Allow me to introduce myself. I am a traitor and an idiot. Also, my mother should have aborted me and left me in a dumpster, but since she didn't, I should “off” myself.
Those are just a few nuggets randomly selected from thousands of e-mails written in response to my column suggesting that Sarah Palin is out of her league and should step down.
The fierce reaction to my column has been both bracing and enlightening. After 20 years of column writing, I'm familiar with angry mail. But the past few days have produced responses of a different order. Not just angry, but vicious and threatening.
Some of my usual readers feel betrayed because I previously have written favorably of Palin. By changing my mind and saying so, I am viewed as a traitor to the Republican Party – not a “true” conservative.
But what is a true conservative? One who doesn't think or question and who marches in lockstep with The Party?
The emotional pitch of many comments suggests an overinvestment in Palin as “one of us.”
Palin's fans say they like her specifically because she's an outsider, not part of the Washington club. When she flubs during interviews, they identify with that, too. “You see the lack of polish, we applaud it,” one reader wrote.
Of course, there's a difference between a lack of polish and a lack of coherence. Some of Palin's interview responses can't even be critiqued on their merits because they're so nonsensical. But even that is someone else's fault, say Palin supporters. The media make her uncomfortable.

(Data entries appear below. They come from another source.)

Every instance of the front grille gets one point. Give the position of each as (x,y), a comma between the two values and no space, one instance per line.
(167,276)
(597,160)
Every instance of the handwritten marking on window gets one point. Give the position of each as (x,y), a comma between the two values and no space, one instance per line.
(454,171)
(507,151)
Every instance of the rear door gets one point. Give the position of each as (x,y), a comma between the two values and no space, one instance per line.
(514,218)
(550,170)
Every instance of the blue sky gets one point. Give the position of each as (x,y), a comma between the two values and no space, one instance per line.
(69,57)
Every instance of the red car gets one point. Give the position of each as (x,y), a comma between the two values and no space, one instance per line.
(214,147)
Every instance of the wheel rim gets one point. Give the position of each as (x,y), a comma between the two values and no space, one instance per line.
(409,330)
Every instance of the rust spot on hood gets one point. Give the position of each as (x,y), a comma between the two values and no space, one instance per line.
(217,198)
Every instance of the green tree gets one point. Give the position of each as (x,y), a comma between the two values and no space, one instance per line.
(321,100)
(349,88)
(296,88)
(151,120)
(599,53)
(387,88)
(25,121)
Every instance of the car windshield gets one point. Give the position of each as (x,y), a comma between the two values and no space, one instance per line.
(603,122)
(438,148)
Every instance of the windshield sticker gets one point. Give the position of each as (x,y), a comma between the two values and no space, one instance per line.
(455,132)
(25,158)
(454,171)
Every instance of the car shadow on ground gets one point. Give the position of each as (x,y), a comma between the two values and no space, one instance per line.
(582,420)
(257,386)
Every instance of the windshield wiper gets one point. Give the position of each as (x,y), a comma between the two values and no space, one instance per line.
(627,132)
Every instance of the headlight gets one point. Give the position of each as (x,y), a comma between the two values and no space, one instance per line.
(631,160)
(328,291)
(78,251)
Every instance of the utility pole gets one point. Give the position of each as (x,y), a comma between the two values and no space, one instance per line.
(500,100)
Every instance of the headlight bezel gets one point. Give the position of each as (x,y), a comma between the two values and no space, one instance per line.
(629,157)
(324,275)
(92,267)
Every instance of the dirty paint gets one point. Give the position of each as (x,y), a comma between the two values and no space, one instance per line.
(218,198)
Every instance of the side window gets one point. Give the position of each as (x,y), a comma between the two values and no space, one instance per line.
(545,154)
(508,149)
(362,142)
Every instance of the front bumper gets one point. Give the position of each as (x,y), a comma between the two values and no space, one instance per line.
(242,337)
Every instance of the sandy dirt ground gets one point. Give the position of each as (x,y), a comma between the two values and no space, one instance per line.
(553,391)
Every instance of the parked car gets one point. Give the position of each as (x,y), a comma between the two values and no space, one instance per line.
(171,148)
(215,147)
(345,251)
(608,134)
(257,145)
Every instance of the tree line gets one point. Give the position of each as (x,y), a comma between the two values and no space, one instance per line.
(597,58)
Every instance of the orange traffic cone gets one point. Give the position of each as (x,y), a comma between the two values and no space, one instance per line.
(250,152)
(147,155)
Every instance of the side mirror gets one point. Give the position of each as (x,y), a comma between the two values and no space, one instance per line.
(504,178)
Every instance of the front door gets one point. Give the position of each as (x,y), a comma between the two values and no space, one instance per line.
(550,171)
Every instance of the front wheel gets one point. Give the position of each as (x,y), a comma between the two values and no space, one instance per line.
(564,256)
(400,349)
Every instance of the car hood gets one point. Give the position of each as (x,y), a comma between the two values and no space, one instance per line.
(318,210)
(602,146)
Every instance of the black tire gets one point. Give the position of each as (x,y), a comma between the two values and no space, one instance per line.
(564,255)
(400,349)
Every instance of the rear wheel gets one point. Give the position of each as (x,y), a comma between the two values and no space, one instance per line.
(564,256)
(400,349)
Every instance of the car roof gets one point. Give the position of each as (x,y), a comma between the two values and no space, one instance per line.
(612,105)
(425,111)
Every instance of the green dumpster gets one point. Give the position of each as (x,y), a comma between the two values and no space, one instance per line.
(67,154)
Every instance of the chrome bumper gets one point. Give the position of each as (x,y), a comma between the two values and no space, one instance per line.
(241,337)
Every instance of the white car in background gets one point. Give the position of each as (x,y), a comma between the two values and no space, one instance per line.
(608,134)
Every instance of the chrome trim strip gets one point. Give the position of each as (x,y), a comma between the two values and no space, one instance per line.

Or, it's the fault of those slick politicos who are overmanaging her. “Let Sarah be Sarah” has become the latest rallying cry among my colleagues on the right. She'll be fine if we just leave her alone, they say.

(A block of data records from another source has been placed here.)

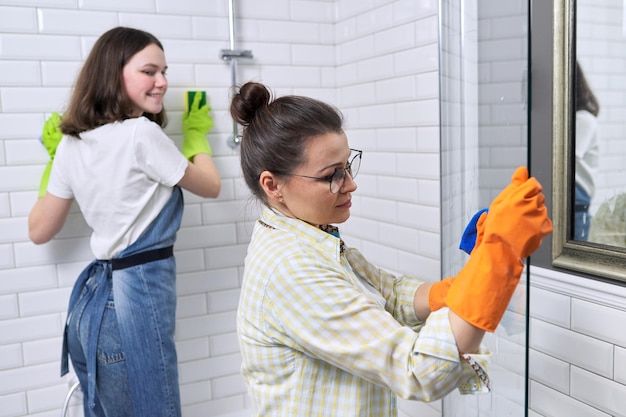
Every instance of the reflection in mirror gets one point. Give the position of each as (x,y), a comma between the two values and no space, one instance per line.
(590,34)
(599,209)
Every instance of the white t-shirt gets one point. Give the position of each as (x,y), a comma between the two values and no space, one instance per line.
(121,175)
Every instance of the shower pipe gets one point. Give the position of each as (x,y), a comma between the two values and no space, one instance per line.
(232,55)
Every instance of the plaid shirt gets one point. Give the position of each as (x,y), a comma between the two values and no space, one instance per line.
(323,332)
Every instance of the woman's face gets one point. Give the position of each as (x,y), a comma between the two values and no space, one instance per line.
(144,80)
(310,199)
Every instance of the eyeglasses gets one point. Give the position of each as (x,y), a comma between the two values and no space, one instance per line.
(337,178)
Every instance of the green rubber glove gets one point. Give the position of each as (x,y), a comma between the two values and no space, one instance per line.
(196,125)
(50,138)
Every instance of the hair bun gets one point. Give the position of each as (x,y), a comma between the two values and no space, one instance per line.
(250,98)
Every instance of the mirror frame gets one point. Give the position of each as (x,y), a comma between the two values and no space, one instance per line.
(585,257)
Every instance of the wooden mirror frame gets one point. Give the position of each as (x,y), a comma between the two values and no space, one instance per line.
(588,258)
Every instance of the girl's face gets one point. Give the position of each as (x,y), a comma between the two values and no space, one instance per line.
(310,199)
(144,80)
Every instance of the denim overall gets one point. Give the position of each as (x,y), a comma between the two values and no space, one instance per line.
(119,331)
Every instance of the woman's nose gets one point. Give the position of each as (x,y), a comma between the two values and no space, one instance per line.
(349,184)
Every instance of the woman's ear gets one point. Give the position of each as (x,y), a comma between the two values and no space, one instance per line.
(271,185)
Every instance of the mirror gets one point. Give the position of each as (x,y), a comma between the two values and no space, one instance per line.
(589,150)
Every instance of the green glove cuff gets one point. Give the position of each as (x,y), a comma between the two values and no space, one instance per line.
(43,184)
(51,134)
(196,125)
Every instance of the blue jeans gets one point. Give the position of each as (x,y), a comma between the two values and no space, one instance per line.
(120,329)
(582,218)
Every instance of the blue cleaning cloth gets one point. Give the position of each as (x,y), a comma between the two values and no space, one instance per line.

Not all my mail has been mean-spirited. A fair number expressed polite disappointment; others relief and gratitude. Still others offered reasonable arguments aimed at changing my mind. I may yet.
In the meantime, this assault and my decision to write about it aren't really about me – or even Sarah Palin. The mailbag is about us, our country, and what we really believe.

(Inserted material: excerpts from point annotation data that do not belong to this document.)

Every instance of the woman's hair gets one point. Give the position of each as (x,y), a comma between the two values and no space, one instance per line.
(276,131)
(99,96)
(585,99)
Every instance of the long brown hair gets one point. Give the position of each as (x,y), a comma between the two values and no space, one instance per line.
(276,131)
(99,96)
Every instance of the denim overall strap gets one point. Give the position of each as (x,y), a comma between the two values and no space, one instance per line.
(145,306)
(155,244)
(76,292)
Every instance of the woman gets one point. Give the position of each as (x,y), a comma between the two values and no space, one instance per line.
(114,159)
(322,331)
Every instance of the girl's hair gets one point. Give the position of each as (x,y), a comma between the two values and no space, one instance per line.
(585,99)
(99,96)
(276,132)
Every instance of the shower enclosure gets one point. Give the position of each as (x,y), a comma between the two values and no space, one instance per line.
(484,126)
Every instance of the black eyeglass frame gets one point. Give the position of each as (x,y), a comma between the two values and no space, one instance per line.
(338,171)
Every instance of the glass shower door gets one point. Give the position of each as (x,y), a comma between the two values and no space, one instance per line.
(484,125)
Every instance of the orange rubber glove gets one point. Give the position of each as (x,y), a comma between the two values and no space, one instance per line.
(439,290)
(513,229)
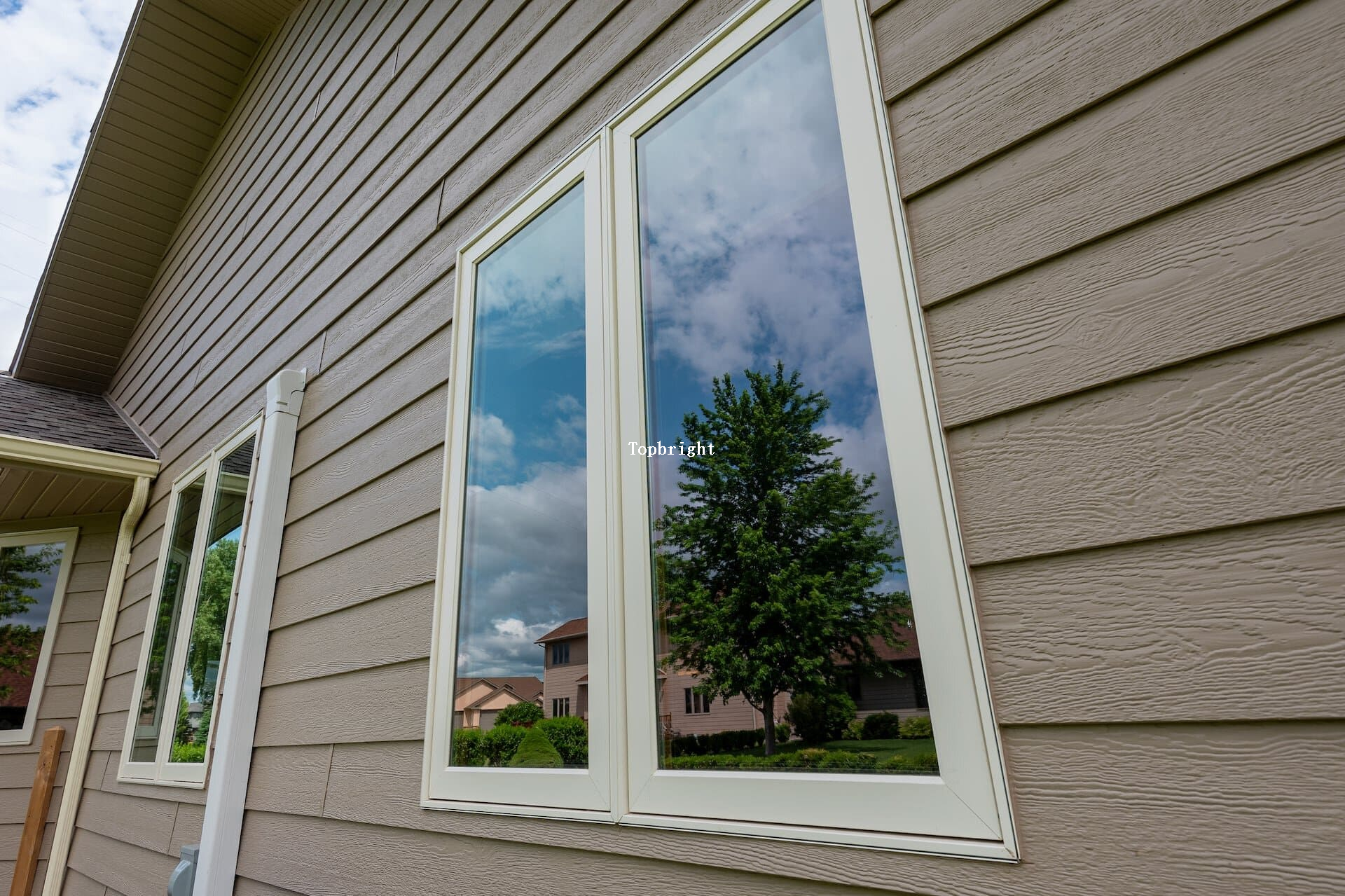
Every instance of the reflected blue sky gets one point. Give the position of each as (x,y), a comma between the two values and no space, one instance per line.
(35,615)
(525,530)
(748,251)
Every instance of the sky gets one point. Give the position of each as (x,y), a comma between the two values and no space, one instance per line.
(57,60)
(748,256)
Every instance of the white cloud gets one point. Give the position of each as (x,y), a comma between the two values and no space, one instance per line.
(58,55)
(525,568)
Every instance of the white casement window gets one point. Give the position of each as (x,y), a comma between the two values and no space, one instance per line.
(710,425)
(34,570)
(185,649)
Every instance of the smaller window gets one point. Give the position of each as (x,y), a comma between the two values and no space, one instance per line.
(697,704)
(34,567)
(182,661)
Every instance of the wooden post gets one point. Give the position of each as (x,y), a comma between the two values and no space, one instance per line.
(35,824)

That we have become a partisan nation is no secret. This week has provided a vivid example of where rabid partisanship leads with the failure of Congress to pass a bailout bill vitally needed to keep our economy from unraveling.
House Speaker Nancy Pelosi gave a partisan speech. Republicans responded by voting against the bill.
Everyone's to blame, by the way.
Such extreme partisanship has a crippling effect on government, which may be desirable at times, but not now. More important in the long term is the less tangible effect of stifling free speech.
Readers have every right to reject my opinion. But when we decide that a person is a traitor and should die for having an opinion different than one's own, then we cross into territory that puts all freedoms at risk. (I hear you, Dixie Chicks.)
I'm sure it is coincidence that, upon the Palin column's publication, a conservative organization suddenly canceled a speech I was scheduled to deliver in a few days. If I were paranoid, I might wonder whether I was being punished for speaking incorrectly.
Unfortunately, that's the way one begins to think when party loyalty is given a higher value than loyalty to bedrock principles.
Our day of reckoning, indeed, may be upon us. Between war and economic collapse, we have enormous challenges. It will take the best of everyone to solve them. That process begins minimally with a commitment to engage in civil discourse and a cease-fire in the war against unwelcome ideas.
In that spirit, may Sarah Palin be fearless in Thursday's debate and speak her true mind.